Our fight against tyranny continues! Here are the highlights for July—a very busy month:
* On July 1, we filed a federal civil rights lawsuit against New York Governor Andrew Cuomo and the Commissioner of the New York Department of Health, challenging the Governor’s recent order, Executive Order 205, which requires all persons who travel to New York from certain “restricted” States to quarantine for 14 days upon arrival.
A violation of the order could result in criminal and civil penalties, including a civil penalty of up to $10,000.
The lawsuit was filed in the U.S. District Court for the Northern District of New York on behalf of Cynthia Page, a resident of Arizona who had to cancel her travel plans to New York due to the Governor’s order.
Throughout this current pandemic, Governor Cuomo has shamefully politicized this public health crisis. His restriction on out-of-state travelers is the most recent example
* On July 9, we filed a motion for a preliminary injunction in our civil rights lawsuit challenging Governor Cuomo’s travel restriction.
As stated by the U.S. Supreme Court, “The right to travel is a virtually unconditional personal right, guaranteed by the Constitution to us all.” This fundamental right is protected by the Fourteenth Amendment and by the Privileges and Immunities Clause of the U.S. Constitution.
Consequently, the enforcement of a law based upon where one resides (and thus travels from in this case) conflicts fundamentally with the constitutional purpose of maintaining a “Union” rather than a mere “league of States” and thus runs afoul of our Constitution’s pledge of equal protection and its guarantee of the “privileges and immunities” to all citizens.
(In a brief we filed on July 30 in this case, we blasted Governor Cuomo).
*On July 17, we filed a civil rights lawsuit in the U.S. District Court for the Western District of Michigan, challenging the enforcement of Governor Whitmer’s restriction on “social gatherings” as applied to restrict wedding ceremonies and receptions.
On July 2, our clients received a “cease and desist order” from the Ottawa County Department of Public Health, stating that weddings are not permitted on their property despite the strict health and safety measures that our clients put in place, which include, among others, the installation of air purifiers, multiple sanitation stations, and the implementation of social distancing and mask-wearing protocols consistent with the guidance issued by the CDC.
When our clients questioned the Ottawa County’s Corporation Counsel regarding why restaurants, for example, are able to operate at 50% capacity (which our clients were willing to do), but weddings are not permitted at 50% capacity, pointing out as well that weddings are nonetheless religious worship and thus exempt per the express terms of the Governor’s orders, the Corporation Counsel responded via email stating that “[a] wedding reception is NOT a religious worship activity; it is a social gathering” and that “[a] wedding ceremony—even if a minister is involved, is not a religious worship service as those terms are used by the Governor. . . .”

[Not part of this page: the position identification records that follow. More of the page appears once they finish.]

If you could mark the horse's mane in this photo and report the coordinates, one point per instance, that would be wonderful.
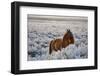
(67, 35)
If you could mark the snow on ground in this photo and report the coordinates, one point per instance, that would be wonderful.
(41, 32)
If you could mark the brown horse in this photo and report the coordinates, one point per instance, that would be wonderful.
(58, 44)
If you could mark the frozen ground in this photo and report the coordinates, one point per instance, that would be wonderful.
(42, 31)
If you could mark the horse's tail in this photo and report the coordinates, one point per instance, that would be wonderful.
(50, 47)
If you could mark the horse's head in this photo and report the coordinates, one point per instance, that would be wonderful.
(68, 37)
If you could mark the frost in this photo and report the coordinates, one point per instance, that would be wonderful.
(40, 35)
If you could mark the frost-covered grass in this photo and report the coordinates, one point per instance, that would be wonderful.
(41, 32)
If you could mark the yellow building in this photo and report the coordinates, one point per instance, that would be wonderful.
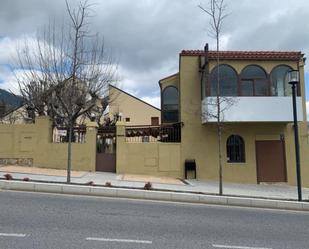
(133, 111)
(256, 113)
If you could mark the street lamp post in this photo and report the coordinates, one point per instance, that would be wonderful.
(293, 79)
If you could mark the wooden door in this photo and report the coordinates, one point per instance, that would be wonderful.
(270, 160)
(106, 149)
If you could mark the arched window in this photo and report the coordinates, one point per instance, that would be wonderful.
(279, 84)
(227, 80)
(170, 109)
(253, 81)
(235, 149)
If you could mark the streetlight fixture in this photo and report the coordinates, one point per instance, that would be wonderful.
(293, 80)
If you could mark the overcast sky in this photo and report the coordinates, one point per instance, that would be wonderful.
(146, 36)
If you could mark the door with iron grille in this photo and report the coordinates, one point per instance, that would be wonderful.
(106, 149)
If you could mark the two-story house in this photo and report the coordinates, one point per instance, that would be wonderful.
(258, 139)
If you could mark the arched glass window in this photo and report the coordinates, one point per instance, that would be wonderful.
(279, 84)
(235, 149)
(227, 80)
(253, 81)
(170, 109)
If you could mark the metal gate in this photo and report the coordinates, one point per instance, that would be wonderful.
(106, 149)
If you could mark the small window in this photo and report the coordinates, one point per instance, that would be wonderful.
(155, 121)
(235, 149)
(279, 84)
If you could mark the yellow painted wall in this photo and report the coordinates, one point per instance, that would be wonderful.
(160, 159)
(34, 141)
(138, 111)
(199, 141)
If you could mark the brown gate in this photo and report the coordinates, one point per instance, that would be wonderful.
(106, 149)
(270, 160)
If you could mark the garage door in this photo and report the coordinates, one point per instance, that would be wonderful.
(270, 159)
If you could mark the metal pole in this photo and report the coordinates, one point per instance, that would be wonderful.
(296, 142)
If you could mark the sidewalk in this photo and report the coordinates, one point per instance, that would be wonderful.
(268, 191)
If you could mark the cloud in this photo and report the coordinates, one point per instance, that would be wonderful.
(307, 110)
(147, 36)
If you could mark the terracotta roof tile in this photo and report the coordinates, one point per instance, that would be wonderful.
(247, 55)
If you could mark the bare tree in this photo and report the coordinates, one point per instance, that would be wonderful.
(216, 10)
(67, 72)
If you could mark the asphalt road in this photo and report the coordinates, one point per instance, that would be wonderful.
(33, 220)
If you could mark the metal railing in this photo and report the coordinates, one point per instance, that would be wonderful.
(147, 133)
(60, 134)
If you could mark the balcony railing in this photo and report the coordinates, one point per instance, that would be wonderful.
(252, 109)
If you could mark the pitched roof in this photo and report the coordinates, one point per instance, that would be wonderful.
(247, 55)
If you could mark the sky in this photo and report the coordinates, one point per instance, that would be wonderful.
(145, 37)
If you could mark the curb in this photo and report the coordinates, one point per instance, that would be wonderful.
(153, 195)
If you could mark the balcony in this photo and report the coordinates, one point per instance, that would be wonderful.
(252, 109)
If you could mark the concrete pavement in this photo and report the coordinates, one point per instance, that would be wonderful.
(249, 195)
(271, 191)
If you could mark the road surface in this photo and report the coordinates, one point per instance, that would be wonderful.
(34, 220)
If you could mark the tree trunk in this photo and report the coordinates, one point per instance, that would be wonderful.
(69, 153)
(219, 127)
(220, 158)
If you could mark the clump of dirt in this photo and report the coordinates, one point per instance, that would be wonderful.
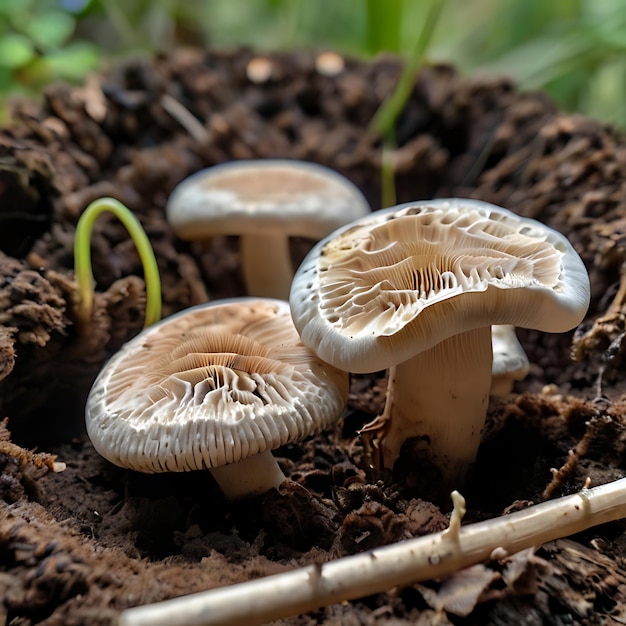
(80, 545)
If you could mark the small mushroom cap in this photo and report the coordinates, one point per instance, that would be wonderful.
(212, 385)
(296, 198)
(395, 283)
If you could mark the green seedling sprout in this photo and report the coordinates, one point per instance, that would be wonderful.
(385, 118)
(82, 260)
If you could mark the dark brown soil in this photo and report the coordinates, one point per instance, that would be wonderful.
(78, 546)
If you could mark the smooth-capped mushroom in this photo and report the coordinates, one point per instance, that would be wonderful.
(217, 386)
(417, 288)
(264, 202)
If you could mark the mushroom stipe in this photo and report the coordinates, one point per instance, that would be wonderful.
(417, 288)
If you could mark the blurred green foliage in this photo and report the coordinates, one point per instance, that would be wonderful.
(573, 49)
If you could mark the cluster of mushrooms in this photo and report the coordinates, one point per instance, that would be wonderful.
(430, 290)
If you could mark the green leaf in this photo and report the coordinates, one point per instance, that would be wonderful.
(15, 51)
(11, 7)
(73, 61)
(50, 29)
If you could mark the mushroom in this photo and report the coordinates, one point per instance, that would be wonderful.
(510, 362)
(417, 288)
(216, 386)
(264, 202)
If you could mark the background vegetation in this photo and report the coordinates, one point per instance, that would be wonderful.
(574, 49)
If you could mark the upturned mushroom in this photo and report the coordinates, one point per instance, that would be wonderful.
(264, 202)
(217, 386)
(417, 288)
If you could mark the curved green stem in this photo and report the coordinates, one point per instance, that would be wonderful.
(82, 259)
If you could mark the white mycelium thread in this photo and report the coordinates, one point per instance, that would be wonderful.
(210, 386)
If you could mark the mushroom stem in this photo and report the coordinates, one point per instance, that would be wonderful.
(253, 475)
(440, 399)
(266, 265)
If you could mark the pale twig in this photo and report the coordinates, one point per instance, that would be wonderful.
(434, 556)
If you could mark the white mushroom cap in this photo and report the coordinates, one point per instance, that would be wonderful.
(294, 198)
(400, 280)
(264, 202)
(510, 362)
(211, 386)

We filed an emergency TRO, seeking a court order that would permit a wedding scheduled for July 24 (two of our clients were the bride and groom). On July 23, the Court denied the TRO. Sadly, the case is now over as the married couple had to make alternate plans.
* On July 21, we filed a reply in support of our petition for writ of certiorari in the U.S. Supreme Court, asking the high court to review an important First Amendment case where a pro-lifer (our client) was unlawfully arrested and detained for over 49 hours based on a bogus claim by the abortion center security guard that she made a bomb threat.

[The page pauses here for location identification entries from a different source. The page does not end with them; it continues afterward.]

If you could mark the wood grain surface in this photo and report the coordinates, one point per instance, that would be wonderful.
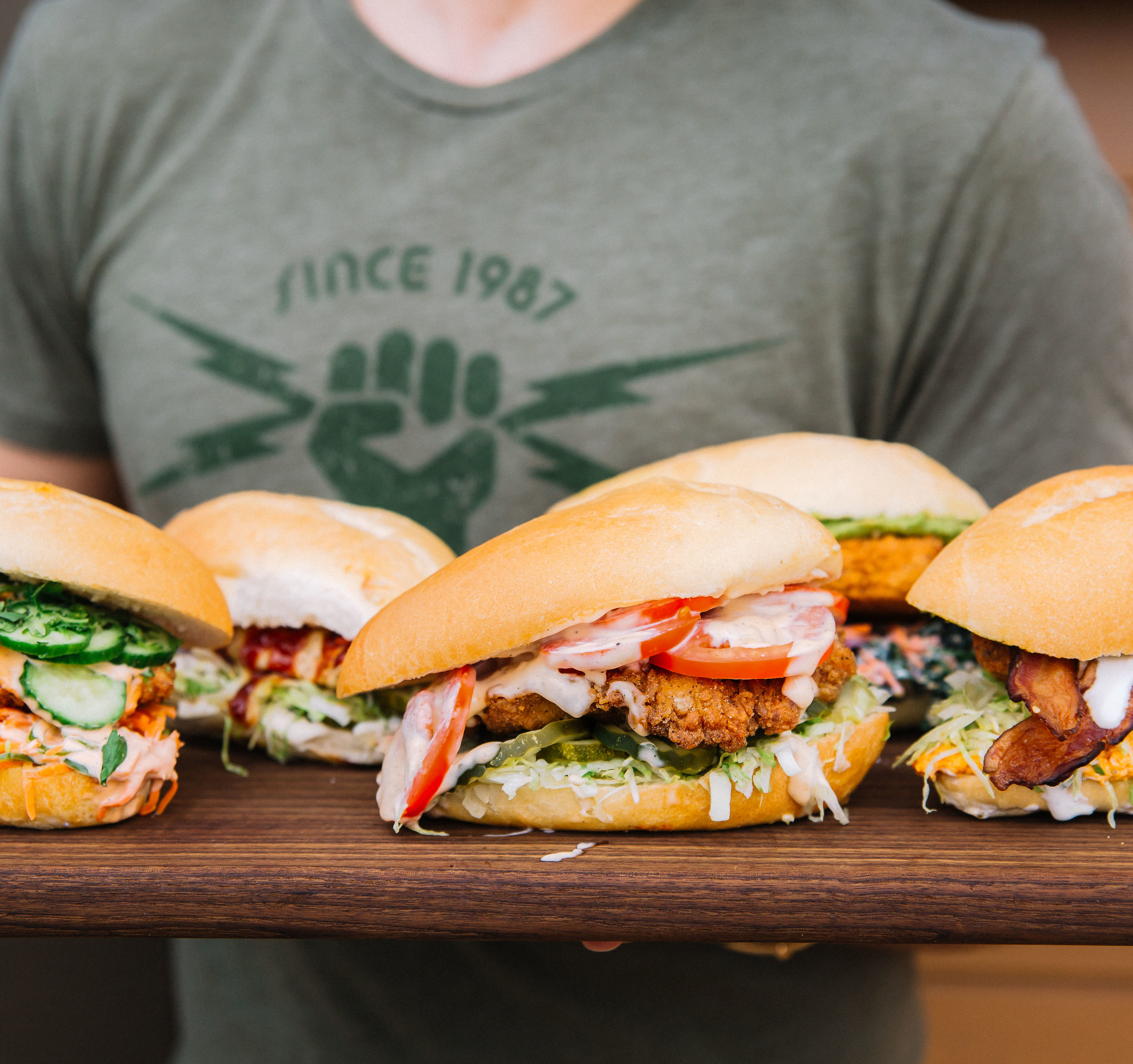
(301, 851)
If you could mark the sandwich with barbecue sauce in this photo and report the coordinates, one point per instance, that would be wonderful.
(891, 508)
(94, 603)
(663, 656)
(301, 576)
(1045, 584)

Aside from the fact that our client never made such a threat, the actual “threat” allegedly made — “I prophesy that bombs are going to fall” — is not a “true threat” as a matter of First Amendment jurisprudence.  It is protected speech.
This case presents important issues arising under the First Amendment, warranting Supreme Court review.

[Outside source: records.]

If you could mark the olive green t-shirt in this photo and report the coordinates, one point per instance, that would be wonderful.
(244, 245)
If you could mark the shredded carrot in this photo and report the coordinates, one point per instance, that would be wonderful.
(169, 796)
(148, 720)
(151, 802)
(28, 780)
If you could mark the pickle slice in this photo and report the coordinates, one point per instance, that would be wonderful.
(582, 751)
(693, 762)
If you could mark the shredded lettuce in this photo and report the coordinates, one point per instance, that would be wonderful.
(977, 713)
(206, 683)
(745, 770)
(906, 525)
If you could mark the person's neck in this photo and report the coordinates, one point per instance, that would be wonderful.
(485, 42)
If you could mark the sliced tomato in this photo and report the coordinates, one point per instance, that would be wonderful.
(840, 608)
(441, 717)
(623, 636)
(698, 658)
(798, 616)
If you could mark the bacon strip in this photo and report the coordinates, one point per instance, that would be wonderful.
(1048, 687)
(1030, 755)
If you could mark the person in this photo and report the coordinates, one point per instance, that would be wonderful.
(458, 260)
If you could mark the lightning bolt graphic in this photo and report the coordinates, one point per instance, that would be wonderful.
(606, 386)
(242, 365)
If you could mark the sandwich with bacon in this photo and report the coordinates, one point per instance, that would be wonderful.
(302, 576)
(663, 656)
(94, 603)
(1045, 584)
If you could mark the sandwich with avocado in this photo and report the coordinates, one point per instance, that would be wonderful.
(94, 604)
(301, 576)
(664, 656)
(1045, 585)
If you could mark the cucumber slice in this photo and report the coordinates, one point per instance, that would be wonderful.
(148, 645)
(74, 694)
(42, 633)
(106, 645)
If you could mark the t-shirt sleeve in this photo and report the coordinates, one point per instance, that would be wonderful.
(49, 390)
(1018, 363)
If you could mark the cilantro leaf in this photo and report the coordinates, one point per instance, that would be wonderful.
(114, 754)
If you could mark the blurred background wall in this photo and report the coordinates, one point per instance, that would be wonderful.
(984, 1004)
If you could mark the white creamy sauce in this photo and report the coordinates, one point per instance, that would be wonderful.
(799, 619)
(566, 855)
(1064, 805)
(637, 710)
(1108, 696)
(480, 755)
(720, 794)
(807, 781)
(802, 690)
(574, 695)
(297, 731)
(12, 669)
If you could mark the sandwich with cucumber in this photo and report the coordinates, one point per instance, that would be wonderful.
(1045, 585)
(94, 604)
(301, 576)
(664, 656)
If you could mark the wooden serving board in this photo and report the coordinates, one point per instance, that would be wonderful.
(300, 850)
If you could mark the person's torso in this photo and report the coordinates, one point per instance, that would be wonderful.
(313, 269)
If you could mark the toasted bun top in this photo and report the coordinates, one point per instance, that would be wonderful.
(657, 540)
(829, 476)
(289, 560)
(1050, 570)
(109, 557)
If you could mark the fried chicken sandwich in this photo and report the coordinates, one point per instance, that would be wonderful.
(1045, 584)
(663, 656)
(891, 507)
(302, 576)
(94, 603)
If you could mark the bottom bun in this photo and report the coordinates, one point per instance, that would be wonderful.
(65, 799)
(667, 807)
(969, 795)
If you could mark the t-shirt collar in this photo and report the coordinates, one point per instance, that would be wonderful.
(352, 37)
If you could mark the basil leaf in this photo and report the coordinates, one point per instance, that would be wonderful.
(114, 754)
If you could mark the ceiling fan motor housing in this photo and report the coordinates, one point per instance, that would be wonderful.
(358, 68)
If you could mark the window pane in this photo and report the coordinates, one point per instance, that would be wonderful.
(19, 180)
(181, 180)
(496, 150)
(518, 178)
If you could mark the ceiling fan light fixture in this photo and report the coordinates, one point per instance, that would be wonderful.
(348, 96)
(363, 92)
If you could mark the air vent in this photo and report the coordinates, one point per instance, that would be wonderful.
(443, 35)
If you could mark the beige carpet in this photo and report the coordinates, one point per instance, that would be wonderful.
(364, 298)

* On July 23, AFLC Co-Founder and Senior Counsel David Yerushalmi argued our injunction motion filed in Geller v. Cuomo, in which we are challenging Governor Cuomo’s and N.Y. Mayor de Blasio’s discriminatory enforcement of their executive orders banning “non-essential gatherings.”
Public protests of more than 25 (it has since been expanded to 50) people are banned. Yet Cuomo and de Blasio not only endorsed, but participated in, Black Lives Matter protests that far exceeded these numbers. Tyrannical hypocrites!
* On July 29, following the Court’s order granting the City’s and County’s motions to dismiss and denying our motion for summary judgment, we filed a notice of appeal to the U.S. Court of Appeals for the Eighth Circuit in our lawsuit filed on behalf of Sally Ness.
The lawsuit alleges that the City of Bloomington, two City police officers, and the Hennepin County Attorney violated Ness’s constitutional rights by threatening to enforce local and state laws against her for filming public information (an activity protected by the First Amendment) exposing various zoning and other violations committed by a local mosque and its associated school, both of which are located in Ness’s neighborhood.
* As always, we have several other important cases in the works! We must be vigilant and persistent in our fight for faith and freedom, especially during this “pandemic”!
Thank you for your prayers and financial support. We couldn’t do what we do without them!